Fudder: Was für eine Reaktion erwartest du dir von den Freiburger Ökos auf dein Musikvideo?
Retardo: Liebe? Zuneigung? Das ist jedenfalls deren Paradigma. Wenn man so hippiehaft veranlagt ist, hält man die rechte Wange ja gerne noch mal hin. Das erwarte ich mir – damit ich mit der Fahrradpumpe noch ein paar Schellen verteilen kann.
Fudder: Jetzt mal im Ernst: Wäre Freiburg eine bessere Stadt, wenn es all das nicht geben würde?
Retardo: Nein. Ich sag’ dir, wann Freiburg ’ne bessere Stadt wäre – da hab’ ich heut’ erst drüber nachgedacht. Deutschland ist leider falsch herum: Da, wo’s warm ist, gibt es kein Meer, und da, wo’s kalt ist, gibt es welches. Freiburg wäre eine bessere Stadt, läge es am Meer, hätte es einen vernünftigen Fluss oder wenigstens irgendeinen großen See, der nicht ekelhaft ist.
Fudder: Und die Ökos?
Retardo: Sind super. Die gehören dazu. Ist doch alles wunderbar.
Fudder: Wo ist Freiburg am meisten Freiburg?
Retardo: Bei diesem Krokodil beim Gewerbekanal. Ich mag diese Ecke. Da bin ich als Tourist schon ein paar Mal gewesen, bevor ich nach Freiburg gezogen bin. Später bin ich da immer wieder gerne essen gegangen – im Gasthaus zum Rauhen Mann.
Fudder: Wo ist Freiburg am meisten Klischee?
Retardo: Bei dieser komischen Gondelbahn, hoch zum Dingsbums ...
Fudder: ... zum Schlossberg?
Retardo: Nee, nicht das kleine Gammeldings. Die richtige, wenn schon.
Fudder: Die auf den Schauinsland!
Retardo: Genau! Die kleine ist aber auch geil: Die ist typisch Freiburg!
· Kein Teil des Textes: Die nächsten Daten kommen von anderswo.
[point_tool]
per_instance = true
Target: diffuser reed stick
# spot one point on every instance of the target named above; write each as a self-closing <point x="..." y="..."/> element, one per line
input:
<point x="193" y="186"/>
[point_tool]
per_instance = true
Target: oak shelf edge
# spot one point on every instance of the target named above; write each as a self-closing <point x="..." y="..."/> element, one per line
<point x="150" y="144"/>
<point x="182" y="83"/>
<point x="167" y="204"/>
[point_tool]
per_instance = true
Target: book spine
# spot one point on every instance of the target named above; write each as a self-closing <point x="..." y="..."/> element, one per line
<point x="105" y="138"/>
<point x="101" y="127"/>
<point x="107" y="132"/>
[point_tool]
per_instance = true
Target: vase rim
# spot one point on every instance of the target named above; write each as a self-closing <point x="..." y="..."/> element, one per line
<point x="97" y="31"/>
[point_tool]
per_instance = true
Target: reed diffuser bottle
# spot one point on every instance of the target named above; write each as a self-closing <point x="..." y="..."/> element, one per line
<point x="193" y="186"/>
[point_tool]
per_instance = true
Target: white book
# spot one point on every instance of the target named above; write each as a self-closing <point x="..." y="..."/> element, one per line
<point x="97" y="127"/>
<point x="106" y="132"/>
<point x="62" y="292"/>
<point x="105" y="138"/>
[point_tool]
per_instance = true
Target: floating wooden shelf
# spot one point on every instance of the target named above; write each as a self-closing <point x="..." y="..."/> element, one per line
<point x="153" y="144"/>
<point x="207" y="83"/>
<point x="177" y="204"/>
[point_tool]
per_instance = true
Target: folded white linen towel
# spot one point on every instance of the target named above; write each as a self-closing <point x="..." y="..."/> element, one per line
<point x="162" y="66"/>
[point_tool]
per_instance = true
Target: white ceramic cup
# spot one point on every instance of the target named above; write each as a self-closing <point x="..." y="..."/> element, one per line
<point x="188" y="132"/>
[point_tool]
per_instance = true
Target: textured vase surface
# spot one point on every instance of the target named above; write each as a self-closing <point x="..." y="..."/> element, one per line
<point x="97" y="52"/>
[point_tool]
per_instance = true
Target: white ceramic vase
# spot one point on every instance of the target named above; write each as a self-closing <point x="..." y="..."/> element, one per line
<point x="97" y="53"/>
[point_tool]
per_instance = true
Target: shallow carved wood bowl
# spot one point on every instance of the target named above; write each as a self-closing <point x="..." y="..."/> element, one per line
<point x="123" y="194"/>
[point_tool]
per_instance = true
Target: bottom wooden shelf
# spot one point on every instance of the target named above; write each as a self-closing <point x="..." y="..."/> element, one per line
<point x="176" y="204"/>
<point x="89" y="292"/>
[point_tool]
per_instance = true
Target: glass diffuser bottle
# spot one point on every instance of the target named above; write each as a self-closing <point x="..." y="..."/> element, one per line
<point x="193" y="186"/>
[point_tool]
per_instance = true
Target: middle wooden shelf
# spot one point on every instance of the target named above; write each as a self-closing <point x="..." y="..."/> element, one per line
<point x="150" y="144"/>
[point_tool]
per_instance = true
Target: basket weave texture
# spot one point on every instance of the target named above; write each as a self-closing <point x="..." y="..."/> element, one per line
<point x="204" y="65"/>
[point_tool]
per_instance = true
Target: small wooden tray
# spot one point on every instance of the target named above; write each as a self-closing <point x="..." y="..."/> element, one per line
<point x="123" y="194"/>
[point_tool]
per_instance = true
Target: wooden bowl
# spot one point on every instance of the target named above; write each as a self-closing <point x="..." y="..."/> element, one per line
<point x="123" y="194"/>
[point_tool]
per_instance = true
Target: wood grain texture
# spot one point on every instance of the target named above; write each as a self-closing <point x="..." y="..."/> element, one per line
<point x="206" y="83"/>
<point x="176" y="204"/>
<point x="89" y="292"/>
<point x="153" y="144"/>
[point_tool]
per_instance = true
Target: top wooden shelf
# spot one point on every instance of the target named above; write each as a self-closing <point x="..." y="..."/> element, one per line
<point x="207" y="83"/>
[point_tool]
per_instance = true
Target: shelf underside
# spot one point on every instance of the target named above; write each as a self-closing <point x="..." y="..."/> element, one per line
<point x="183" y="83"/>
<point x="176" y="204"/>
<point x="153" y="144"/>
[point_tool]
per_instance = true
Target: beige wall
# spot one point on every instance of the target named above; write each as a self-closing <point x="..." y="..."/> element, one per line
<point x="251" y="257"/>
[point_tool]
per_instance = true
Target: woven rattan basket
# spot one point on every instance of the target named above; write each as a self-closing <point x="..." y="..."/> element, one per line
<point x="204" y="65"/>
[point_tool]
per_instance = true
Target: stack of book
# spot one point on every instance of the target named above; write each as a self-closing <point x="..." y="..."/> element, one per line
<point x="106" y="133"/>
Du baust für 20 Meter den Berg hoch noch mal so ’ne Scheißbahn hin für fünf Millionen Euro, die auch noch vier Euro kostet, wenn du sie benutzen willst. Und die ist nicht mal cool! Die hängt nicht mal! Die fährt nur so am Boden entlang! Richtig sinnlos.
Fudder: Du lebst zur Zeit vor allem in Berlin. Wie spricht man in der rauen Hauptstadt über Freiburg?
Retardo: Man bedient sich vieler Klischees, die ich im "Freiburger Struggle" erwähnt habe, und nimmt es nicht so ernst. Es gilt als friedlich, ländlich, lieb und nett. Nicht so Struggle, nicht so hart.
Fudder: Ist es für hiesige Rapper ein Nachteil, dass Freiburg so schön und idyllisch ist?
Retardo: Bestimmt. Und für alles, was als harte Sache ernst genommen werden will. Das sieht man ja schon beim Bundesliga-Fußball. Die Fans zum Beispiel. Ich bin zwar kein Freiburg-, sondern ein Dortmund-Fan, aber im Dreisam-Stadion war ich trotzdem ein paar Mal. Da hab’ ich mit Kumpels so richtig böse rumgepöbelt – für Freiburg, gegen den Gegner. Da meinten die Freiburg-Fans um uns herum: Hey, wir beschimpfen den Gegner nicht, wir feuern nur unsere eigene Mannschaft an. Das ist natürlich irgendwie liebreizend, aber ernst genommen wird man damit nirgendwo.
Fudder: Apropos beschimpfen: Dein Künstlername verweist auf den englischen "retard", den geistig Zurückgebliebenen, und auf deiner Facebook-Seite schreibst du "Let’s get behindert!". Das kommt im politisch korrekten Freiburg sicherlich auch nicht besonders gut an.
Retardo: Kann sein. Aber "ritardo" heißt auf Italienisch auch "Verspätung". Und das passt auch ganz gut zu mir.
Fudder: Und immerhin hast du Besserung gelobt. Zum Ende des Musikvideos kündigst du an, dein nächstes Album auf Tofu zu pressen. Wo wird man es denn kaufen können?
Retardo: Bei Manufactum und auf dem Freiburger Wochenmarkt – frisch abgeschöpft, in Salzlake eingelegt.

Das Musikvideo gibt’s unter      fudr.fr/freiburger-struggle

ZUR PERSON: RETARDO

Der Rapper ist 24 Jahre alt und in Norddeutschland aufgewachsen. 2008 bis 2012 hat er in Freiburg gelebt, seinen Zivildienst absolviert und Schauspiel studiert. Seit zwei Jahren wohnt er vor allem in Berlin, wo er Filme dreht und Rap-Musik macht. Meistens arbeitet er mit dem Regisseur Marcus Harnisch zusammen – so auch bei seiner EP "Resteessen", die am 20. März erscheinen und aus dem Internet herunterladbar sein soll. Darauf enthalten: "Freiburger Struggle."